Comparing information diffusion mechanisms by matching on cascade size

Abstract

Do some types of information spread faster, broader, or further than others? To understand how information diffusions differ, scholars compare structural properties of the paths taken by content as it spreads through a network, studying so-called cascades. Commonly studied cascade properties include the reach, depth, breadth, and speed of propagation. Drawing conclusions from statistical differences in these properties can be challenging, as many properties are dependent. In this work, we demonstrate the essentiality of controlling for cascade sizes when studying structural differences between collections of cascades. We first revisit two datasets from notable recent studies of online diffusion that reported content-specific differences in cascade topology: an exhaustive corpus of Twitter cascades for verified true- or false-news content by Vosoughi et al. [S. Vosoughi, D. Roy, S. Aral. Science 359, 1146-1151 (2018)] and a comparison of Twitter cascades of videos, pictures, news, and petitions by Goel et al. [S. Goel, A. Anderson, J. Hofman, D. J. Watts.

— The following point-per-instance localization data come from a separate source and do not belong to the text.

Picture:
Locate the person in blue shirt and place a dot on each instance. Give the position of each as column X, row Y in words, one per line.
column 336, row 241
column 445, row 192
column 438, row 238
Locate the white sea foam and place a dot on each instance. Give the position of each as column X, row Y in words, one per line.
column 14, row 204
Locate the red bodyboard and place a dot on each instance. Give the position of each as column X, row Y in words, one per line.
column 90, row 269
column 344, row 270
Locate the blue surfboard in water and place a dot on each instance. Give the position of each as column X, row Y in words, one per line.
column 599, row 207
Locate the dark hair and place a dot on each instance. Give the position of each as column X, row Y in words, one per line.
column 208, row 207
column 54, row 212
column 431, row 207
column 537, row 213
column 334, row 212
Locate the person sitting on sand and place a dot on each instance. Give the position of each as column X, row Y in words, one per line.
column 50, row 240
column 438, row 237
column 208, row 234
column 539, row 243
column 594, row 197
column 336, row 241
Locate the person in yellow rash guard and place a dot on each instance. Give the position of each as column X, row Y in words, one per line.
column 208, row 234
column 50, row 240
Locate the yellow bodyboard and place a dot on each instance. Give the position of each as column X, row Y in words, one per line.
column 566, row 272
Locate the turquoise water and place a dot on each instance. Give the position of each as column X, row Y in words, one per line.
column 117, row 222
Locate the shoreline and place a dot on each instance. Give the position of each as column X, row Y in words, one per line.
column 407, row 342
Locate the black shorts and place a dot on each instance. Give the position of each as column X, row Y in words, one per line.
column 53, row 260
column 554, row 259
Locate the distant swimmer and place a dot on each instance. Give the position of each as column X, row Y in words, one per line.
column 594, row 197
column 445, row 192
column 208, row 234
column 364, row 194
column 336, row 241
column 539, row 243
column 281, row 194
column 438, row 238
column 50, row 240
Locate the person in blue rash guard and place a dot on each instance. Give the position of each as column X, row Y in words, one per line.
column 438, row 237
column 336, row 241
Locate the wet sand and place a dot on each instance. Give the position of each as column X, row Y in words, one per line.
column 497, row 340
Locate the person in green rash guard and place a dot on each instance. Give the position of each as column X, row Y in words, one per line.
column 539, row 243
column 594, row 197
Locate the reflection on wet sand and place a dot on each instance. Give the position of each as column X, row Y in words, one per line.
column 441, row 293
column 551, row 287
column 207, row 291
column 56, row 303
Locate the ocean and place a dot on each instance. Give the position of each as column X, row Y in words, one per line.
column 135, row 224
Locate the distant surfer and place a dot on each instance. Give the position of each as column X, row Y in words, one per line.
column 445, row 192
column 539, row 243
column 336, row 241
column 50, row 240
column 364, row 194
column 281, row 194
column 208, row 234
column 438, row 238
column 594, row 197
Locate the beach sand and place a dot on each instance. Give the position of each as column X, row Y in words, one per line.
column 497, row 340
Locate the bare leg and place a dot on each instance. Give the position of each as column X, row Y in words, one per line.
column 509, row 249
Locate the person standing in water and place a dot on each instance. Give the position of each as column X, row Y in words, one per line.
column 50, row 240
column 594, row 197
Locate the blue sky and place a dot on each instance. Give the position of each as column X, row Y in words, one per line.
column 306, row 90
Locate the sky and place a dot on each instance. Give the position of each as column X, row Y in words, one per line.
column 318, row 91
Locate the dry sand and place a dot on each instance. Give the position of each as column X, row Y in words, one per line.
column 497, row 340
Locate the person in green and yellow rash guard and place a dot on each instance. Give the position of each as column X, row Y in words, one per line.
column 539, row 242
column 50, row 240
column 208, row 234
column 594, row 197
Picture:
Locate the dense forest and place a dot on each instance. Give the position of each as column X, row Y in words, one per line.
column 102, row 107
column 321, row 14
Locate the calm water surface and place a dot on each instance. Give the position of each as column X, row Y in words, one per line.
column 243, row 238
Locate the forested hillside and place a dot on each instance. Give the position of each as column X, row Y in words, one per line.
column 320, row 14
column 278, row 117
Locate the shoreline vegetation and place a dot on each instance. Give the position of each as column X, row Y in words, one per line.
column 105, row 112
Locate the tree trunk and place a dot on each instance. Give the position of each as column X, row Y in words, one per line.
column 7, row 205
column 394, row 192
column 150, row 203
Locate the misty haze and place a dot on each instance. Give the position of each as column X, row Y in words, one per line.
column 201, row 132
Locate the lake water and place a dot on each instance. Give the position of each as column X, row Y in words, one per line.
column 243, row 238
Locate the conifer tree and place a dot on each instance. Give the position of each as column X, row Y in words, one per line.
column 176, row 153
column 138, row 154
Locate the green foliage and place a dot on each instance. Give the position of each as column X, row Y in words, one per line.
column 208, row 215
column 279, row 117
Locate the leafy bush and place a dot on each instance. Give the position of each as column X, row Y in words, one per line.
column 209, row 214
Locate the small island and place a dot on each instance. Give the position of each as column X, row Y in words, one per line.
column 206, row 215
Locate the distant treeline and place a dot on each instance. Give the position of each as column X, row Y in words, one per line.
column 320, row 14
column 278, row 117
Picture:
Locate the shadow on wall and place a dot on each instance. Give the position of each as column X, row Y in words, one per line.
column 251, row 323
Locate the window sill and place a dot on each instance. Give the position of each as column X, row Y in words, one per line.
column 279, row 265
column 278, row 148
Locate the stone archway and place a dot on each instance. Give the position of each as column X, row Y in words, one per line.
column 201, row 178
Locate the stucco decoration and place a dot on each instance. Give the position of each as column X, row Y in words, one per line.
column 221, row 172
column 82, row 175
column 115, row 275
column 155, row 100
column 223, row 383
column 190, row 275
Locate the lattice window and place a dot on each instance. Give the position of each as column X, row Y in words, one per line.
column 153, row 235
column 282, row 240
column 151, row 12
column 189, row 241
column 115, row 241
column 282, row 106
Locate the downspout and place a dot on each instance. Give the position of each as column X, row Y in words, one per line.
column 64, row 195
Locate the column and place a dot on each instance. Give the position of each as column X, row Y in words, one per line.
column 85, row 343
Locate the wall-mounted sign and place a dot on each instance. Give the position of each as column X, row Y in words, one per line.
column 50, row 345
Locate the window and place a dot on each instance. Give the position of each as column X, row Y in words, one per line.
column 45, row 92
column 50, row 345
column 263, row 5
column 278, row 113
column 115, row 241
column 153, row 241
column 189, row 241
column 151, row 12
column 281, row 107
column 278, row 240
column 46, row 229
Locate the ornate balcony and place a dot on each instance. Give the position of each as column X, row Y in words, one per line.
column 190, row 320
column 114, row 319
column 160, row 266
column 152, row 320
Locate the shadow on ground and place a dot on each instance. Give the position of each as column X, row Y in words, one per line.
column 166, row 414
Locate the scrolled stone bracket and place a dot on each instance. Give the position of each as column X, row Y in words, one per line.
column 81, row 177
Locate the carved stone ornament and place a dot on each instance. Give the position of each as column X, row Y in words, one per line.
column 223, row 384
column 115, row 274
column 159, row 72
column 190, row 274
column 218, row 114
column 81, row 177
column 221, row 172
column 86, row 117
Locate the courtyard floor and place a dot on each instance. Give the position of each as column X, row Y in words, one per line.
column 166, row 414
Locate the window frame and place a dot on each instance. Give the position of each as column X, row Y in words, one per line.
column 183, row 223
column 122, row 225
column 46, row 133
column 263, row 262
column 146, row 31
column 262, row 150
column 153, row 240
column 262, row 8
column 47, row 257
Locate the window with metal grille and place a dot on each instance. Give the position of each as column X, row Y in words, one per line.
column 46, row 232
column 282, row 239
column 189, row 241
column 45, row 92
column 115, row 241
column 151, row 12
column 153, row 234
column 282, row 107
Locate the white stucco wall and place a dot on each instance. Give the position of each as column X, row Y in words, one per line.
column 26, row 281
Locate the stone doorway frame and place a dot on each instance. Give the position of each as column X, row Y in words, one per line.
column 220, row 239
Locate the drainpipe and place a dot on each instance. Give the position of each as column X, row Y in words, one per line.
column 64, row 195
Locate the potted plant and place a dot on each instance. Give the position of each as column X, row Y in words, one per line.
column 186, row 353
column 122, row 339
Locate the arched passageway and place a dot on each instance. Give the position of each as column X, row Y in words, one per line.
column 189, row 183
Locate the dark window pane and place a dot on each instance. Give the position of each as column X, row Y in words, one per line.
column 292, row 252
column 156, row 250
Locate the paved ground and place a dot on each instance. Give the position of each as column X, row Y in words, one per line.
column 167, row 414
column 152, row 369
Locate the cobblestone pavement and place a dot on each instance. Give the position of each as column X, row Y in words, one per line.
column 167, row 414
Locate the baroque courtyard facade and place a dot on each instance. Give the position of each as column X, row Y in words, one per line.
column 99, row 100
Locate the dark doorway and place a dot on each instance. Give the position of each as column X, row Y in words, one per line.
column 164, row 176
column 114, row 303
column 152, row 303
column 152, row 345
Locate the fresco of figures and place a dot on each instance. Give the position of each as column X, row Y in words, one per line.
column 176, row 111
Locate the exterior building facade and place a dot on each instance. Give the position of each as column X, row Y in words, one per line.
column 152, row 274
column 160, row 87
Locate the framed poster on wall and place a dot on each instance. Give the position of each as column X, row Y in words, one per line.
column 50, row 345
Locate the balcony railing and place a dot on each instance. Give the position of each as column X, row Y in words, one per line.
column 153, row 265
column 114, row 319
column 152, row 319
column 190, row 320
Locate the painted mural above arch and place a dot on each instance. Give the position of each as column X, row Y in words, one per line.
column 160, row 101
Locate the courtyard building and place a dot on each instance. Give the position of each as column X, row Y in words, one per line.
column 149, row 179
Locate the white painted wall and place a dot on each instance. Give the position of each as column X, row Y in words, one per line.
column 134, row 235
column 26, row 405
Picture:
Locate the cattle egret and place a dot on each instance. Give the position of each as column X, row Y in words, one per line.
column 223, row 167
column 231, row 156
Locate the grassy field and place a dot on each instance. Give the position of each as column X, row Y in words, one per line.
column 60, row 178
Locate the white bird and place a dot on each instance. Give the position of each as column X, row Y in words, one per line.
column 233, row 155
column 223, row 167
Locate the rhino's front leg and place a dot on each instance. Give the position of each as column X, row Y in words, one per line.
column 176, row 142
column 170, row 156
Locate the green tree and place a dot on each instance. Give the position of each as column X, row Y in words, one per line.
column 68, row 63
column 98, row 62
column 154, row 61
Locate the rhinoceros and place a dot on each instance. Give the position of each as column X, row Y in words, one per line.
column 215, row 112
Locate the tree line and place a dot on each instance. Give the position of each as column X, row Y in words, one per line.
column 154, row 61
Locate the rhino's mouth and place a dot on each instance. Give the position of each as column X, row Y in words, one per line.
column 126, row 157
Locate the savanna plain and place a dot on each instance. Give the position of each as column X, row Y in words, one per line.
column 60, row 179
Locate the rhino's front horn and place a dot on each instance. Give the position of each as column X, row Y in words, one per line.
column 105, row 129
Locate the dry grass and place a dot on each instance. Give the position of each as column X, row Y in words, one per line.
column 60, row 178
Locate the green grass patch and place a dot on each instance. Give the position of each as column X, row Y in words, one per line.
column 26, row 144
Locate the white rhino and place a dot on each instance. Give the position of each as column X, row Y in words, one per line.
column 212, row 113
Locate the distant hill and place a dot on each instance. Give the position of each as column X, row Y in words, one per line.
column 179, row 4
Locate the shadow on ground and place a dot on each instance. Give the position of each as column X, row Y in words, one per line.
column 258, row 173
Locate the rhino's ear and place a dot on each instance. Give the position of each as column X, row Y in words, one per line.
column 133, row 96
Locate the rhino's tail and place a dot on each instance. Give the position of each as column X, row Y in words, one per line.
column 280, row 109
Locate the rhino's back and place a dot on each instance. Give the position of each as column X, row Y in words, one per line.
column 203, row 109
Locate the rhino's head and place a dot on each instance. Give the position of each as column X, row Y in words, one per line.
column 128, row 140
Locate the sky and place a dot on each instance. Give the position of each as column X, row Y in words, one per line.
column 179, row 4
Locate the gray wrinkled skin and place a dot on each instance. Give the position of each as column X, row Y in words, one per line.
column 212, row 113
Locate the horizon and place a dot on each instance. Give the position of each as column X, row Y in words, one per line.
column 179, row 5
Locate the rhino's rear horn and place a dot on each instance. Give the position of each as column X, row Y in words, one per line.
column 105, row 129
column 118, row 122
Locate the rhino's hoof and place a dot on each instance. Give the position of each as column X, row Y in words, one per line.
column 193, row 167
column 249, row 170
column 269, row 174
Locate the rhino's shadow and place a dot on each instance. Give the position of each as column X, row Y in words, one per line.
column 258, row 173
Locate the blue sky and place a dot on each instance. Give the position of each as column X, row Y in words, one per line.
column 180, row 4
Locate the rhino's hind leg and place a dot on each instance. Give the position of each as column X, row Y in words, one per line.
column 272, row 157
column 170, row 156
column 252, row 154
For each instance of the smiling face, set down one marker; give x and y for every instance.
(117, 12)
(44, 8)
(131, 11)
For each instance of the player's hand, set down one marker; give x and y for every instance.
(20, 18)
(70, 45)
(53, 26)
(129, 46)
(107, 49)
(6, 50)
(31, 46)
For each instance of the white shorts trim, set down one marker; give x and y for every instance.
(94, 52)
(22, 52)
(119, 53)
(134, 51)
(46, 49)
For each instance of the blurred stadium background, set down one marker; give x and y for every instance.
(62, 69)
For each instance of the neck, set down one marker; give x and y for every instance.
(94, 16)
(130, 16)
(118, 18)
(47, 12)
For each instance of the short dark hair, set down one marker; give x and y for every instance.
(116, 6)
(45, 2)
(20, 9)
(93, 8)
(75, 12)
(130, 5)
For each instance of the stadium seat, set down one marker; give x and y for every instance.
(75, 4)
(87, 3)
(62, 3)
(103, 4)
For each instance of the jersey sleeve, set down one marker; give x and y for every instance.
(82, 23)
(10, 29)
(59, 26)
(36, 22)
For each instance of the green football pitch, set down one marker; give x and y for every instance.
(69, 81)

Manage. Sci. 62, 180-196 (2016)]. Using methods that control for joint cascade statistics, we find that for false- and true-news cascades, the reported structural differences can almost entirely be explained by false-news cascades being larger. For videos, images, news, and petitions, structural differences persist when controlling for size. Studying classical models of diffusion, we then give conditions under which differences in structural properties under different models do or do not reduce to differences in size. Our findings are consistent with the mechanisms underlying true- and false-news diffusion being quite similar, differing primarily in the basic infectiousness of their spreading process.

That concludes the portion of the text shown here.